March 15, 2013

Federal Class Action Filed Against New York Agencies That Fail to Make Information Accessible to the Blind And Seriously Visually Impaired

New York City and Philadelphia – A class action has been filed on behalf of the thousands of blind and seriously visually impaired residents of New York who receive Medicaid or Food Stamps benefits.  The complaint alleges that New York City and state agencies and their commissioners have flouted federal, state, and local law by failing to make important information about those programs accessible to blind and seriously visually impaired individuals.  The Defendants are the New York City Human Resources Administration, the New York State Office of Temporary and Disability Assistance, the New York State Department of Health, and their Commissioners, namely Robert Doar, Kristen Proud, and Nirav Shah, M.D., respectively.  The lawsuit is pending in the United States District Court for the Southern District of New York before the Honorable Thomas P. Griesa and is docketed at Rafferty, et al. v. Doar, et al., No. 13-1410-TPG (S.D.N.Y.). 

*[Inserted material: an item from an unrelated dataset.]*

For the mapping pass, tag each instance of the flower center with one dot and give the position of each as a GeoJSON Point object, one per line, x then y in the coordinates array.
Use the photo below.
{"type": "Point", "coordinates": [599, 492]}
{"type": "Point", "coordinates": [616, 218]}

Because the class members cannot read standard print materials, they need information in alternative formats such as Braille, large print, audio tapes, or accessible electronic formats.  The law requires that government agencies communicate effectively with people with disabilities, and provide information in alternative formats when it is necessary to do so.  Nevertheless, the Defendants have failed to create or distribute notices, applications, instructions, and other important documents in accessible alternate formats.  The lawsuit alleges that their conduct violates the Americans with Disabilities Act, Section 504 of the Rehabilitation Act, the public accommodation requirements of the New York State and City Human Rights Laws, New York State Office of Temporary and Disability Assistance regulations, and the procedural due process rights guaranteed by the Fourteenth Amendment to the United States Constitution.   

“Blind and seriously visually impaired individuals have a right to equal access to information about their public benefits.  The failure to provide it is unlawful discrimination,” said Cary LaCheen, senior staff attorney at the National Center for Law and Economic Justice, and counsel for Plaintiffs.  She added, “utilities and banks send notices and bills in alternative formats.  Information about these programs is no less important.  Yet the Defendants provide it in a format that is impenetrable to our clients.” 

Michael Daly, a partner with Drinker Biddle & Reath LLP, co-counsel for Plaintiffs, agreed.  “When the government creates a public benefits program, it is obliged to make information about that program available to the public.  Not just some convenient subset of the public.  The Defendants would hopefully agree that they cannot give our clients information that is inaccurate.  It is passing strange, then, that they think they can give our clients information that is inaccessible.”


About the National Center for Law & Economic Justice:

The National Center for Law and Economic Justice is a national organization that uses litigation and other advocacy strategies to ensure that public benefits programs comply with the law.  For nearly 50 years, its lawyers have led the way in advancing economic justice across the country; securing systemic reform in the delivery of income support and related human services; and safeguarding important legal and constitutional rights.


About Drinker Biddle & Reath LLP:

Drinker Biddle & Reath LLP is a national law firm with more than 620 lawyers in 11 offices.  Its lawyers serve clients in areas such as complex litigation, products liability, intellectual property, corporate and securities, corporate restructuring, employee benefits and executive compensation, environment and energy, government and regulatory affairs, health care, insurance coverage, investment management, labor and employment, life insurance and annuities, private client services, and real estate.  The firm’s work on this matter is part of its Barbara McDowell High Impact Pro Bono Initiative, which it launched in 2009 in conjunction with the establishment of the McDowell Foundation to honor the work of the late Barbara McDowell, a national leader in public interest advocacy who died of brain cancer.  Ms. McDowell served as the founding director of the Appellate Advocacy Project of the Legal Aid Society of the District of Columbia and was the wife of Drinker Biddle partner Jerry Hartman, one of the attorneys representing the plaintiffs in this case.